Fox News host Tucker Carlson on Friday called CNN’s Brooke Baldwin an “airhead” as he ranted about an interview she’d conducted with a barbershop owner who was planning to defy coronavirus lockdown laws.
Baldwin on Thursday spoke with Juan Desmarais of Vacaville, California, who said he wasn’t worried about contracting COVID-19, the disease caused by the virus, and would reopen his three stores the following day.
“I’ve had it. It was not fun,” responded Baldwin, who only returned to the air following her own battle with the virus on Monday, as he cautioned her guest against downplaying the threat of the illness.
Carlson interviewed Desmarais on Friday and at times appeared more intent on calling out Baldwin’s interview than talking with the businessman himself.
“He was lectured by someone with a guaranteed income. Some airhead,” said Carlson, later telling Desmarais that he’d been “really struck by the pompous lecture that you received from one of their anchors yesterday. Someone who will not be out of work when you are out of work.”
Desmarais said Baldwin had a “somehow better than me tone” during their interview. “I think she does have a secure job, her hair looked amazing and I think she’s not in the same boat as I am,” he added.
Check out the interview here:
Carlson has repeatedly claimed on his widely watched primetime show that the contagion that has killed more than 64,000 people nationwide is not as deadly as health experts say.
Also on Friday, he again railed against statewide stay-at-home orders that have been implemented in a bid to slow the spread of the virus.

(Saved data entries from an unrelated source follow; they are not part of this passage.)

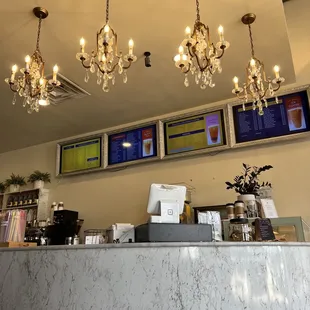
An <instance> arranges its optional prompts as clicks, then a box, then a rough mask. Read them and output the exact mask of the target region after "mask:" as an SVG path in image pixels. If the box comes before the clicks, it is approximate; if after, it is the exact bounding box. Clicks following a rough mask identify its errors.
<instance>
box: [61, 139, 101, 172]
mask: <svg viewBox="0 0 310 310" xmlns="http://www.w3.org/2000/svg"><path fill="white" fill-rule="evenodd" d="M100 166H101V138H100V137H99V138H94V139H88V140H81V141H79V142H75V143H68V144H64V145H61V154H60V174H63V173H70V172H77V171H82V170H87V169H94V168H100Z"/></svg>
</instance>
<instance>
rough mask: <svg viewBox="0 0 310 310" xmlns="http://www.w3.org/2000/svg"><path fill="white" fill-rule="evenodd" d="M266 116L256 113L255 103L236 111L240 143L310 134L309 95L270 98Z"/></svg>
mask: <svg viewBox="0 0 310 310" xmlns="http://www.w3.org/2000/svg"><path fill="white" fill-rule="evenodd" d="M267 101H268V108H264V110H263V111H264V115H262V116H260V115H259V114H258V110H257V109H256V110H253V109H252V103H247V104H246V105H245V111H244V110H243V107H242V105H238V106H234V107H233V115H234V125H235V135H236V143H242V142H248V141H254V140H260V139H268V138H274V137H279V136H286V135H291V134H295V133H300V132H305V131H309V101H308V96H307V91H301V92H298V93H294V94H289V95H284V96H279V97H278V103H276V100H275V98H270V99H268V100H267Z"/></svg>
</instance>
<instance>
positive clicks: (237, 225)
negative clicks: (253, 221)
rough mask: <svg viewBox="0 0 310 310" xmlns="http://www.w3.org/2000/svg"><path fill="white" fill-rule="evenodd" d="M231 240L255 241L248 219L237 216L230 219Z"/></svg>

“Where did politicians get the authority to do this? Because some elderly power-drunk epidemiologist told them to do it? That’s not how our system works. It can’t work that way,” he claimed.
Check out the segment from the 8-minute mark in the video below:
Baldwin is yet to respond to Carlson’s insult.
MSNBC’s Chris Hayes, however, on Tuesday delivered a stinging rebuke of Fox News’ coverage of the COVID-19 pandemic, calling it “coronavirus trutherism.”
Hayes noted how the majority of the network’s New York workforce is currently working from home, while Carlson was “broadcasting in safe isolation” and “telling you it’s safe to go out.”
Dozens of professors and teachers of journalism and communications have also called out the network’s coverage of the pandemic, describing it in an open letter to Fox Corporation chairman Rupert Murdoch and his son, company CEO Lachlan Murdoch, as “a danger to public health.”